Keras fit_generator only useful for data augmentation, or also for reading from disk(/network)


April 2019


195 time


Data might not fit in GPU-memory (including activations and gradients), for which one uses mini-batches, and it might not fit in RAM, for which one uses fit_generator. Or at least, the latter is my hypothesis I would like to validate here.

Is it true that Keras applies a producer-consumer strategy to first load the yielded elements of the generator into RAM until (or while not) queue_size is filled, and then keeps on filling it whenever batches are popped to train the network? The documentation mentions that this is useful to use the CPU for data augmentation and the GPU for training. Is the use case where this producer-consumer parallelism is used to load the data from disk, into RAM because it doesn't fit in RAM at once, also valid? My data has 100k CT-scans, which obviously do not fit in RAM.

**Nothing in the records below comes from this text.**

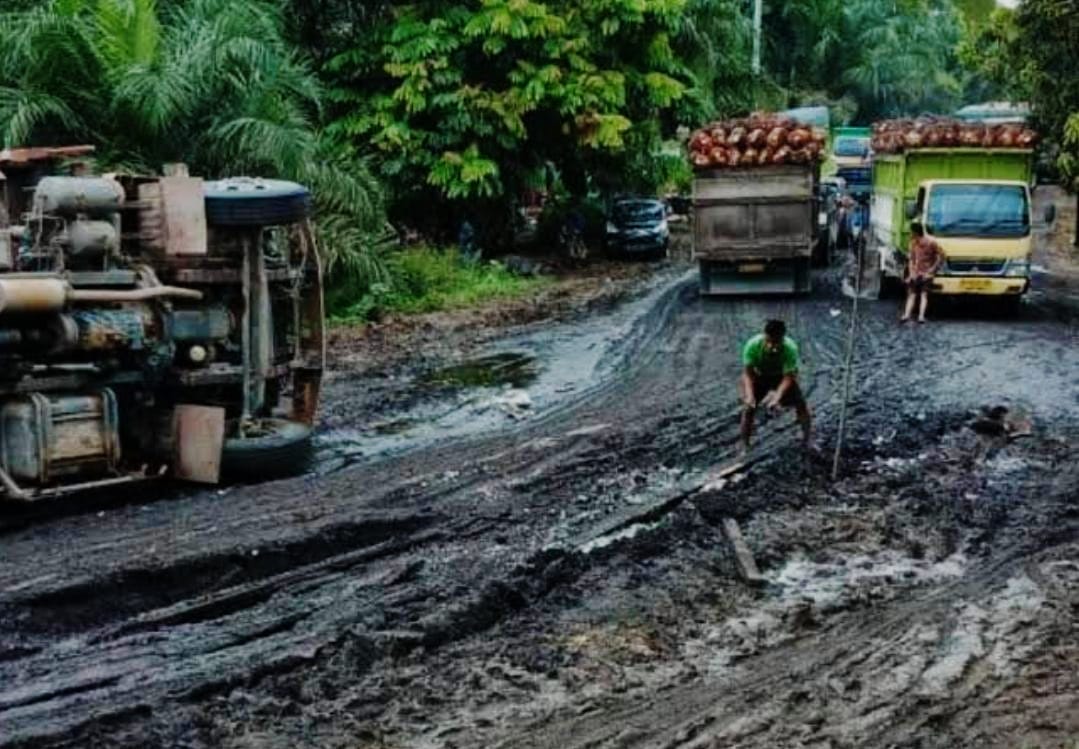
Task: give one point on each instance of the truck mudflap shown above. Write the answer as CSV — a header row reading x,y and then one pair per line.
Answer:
x,y
791,275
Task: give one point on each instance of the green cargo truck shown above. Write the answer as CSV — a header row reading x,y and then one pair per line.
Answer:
x,y
974,202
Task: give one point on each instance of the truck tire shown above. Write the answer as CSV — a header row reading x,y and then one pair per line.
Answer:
x,y
284,449
245,202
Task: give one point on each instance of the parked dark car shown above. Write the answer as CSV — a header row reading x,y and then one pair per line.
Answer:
x,y
638,227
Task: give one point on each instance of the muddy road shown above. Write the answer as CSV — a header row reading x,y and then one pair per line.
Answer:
x,y
529,550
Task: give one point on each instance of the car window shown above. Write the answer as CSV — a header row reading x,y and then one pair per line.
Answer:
x,y
639,212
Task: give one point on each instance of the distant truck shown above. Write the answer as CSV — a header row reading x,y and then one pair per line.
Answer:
x,y
850,152
754,230
974,202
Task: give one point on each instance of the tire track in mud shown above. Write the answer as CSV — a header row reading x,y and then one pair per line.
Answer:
x,y
461,545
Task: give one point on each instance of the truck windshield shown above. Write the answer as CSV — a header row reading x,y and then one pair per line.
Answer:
x,y
851,147
978,210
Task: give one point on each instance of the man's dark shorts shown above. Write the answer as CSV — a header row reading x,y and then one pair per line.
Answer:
x,y
919,285
763,385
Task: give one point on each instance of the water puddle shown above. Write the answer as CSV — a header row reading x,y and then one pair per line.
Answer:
x,y
509,368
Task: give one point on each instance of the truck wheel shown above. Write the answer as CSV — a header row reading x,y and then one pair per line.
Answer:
x,y
245,202
283,448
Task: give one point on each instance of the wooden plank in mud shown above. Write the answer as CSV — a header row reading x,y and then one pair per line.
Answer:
x,y
747,566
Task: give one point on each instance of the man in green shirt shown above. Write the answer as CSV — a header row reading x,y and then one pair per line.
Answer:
x,y
770,379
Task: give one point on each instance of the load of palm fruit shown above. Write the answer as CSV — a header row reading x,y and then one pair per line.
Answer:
x,y
756,140
895,136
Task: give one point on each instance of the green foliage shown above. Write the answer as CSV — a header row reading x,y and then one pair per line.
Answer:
x,y
208,82
466,100
428,280
1030,54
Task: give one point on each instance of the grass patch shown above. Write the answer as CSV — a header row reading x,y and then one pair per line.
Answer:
x,y
428,280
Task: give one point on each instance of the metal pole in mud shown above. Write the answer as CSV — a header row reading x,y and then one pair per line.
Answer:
x,y
859,254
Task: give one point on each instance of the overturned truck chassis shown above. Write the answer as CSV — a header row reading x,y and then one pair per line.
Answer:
x,y
152,326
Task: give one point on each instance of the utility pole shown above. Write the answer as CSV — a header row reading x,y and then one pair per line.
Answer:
x,y
757,18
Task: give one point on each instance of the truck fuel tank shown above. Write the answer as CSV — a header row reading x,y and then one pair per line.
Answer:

Summarized, is fit_generator only to be used to parallelize data pre-processing and training, or can it also be (sensibly) used to parallelize data loading (to RAM) and training? Or would the latter be like using a hammer to get a screw in the wall?

1 answers


Yes, you can use it to parallelize data loading, that is one of the common use cases, for example when training with ImageNet-sized datasets.

But note that if you parallelize too much (too many workers) then usually IO becomes the bottleneck.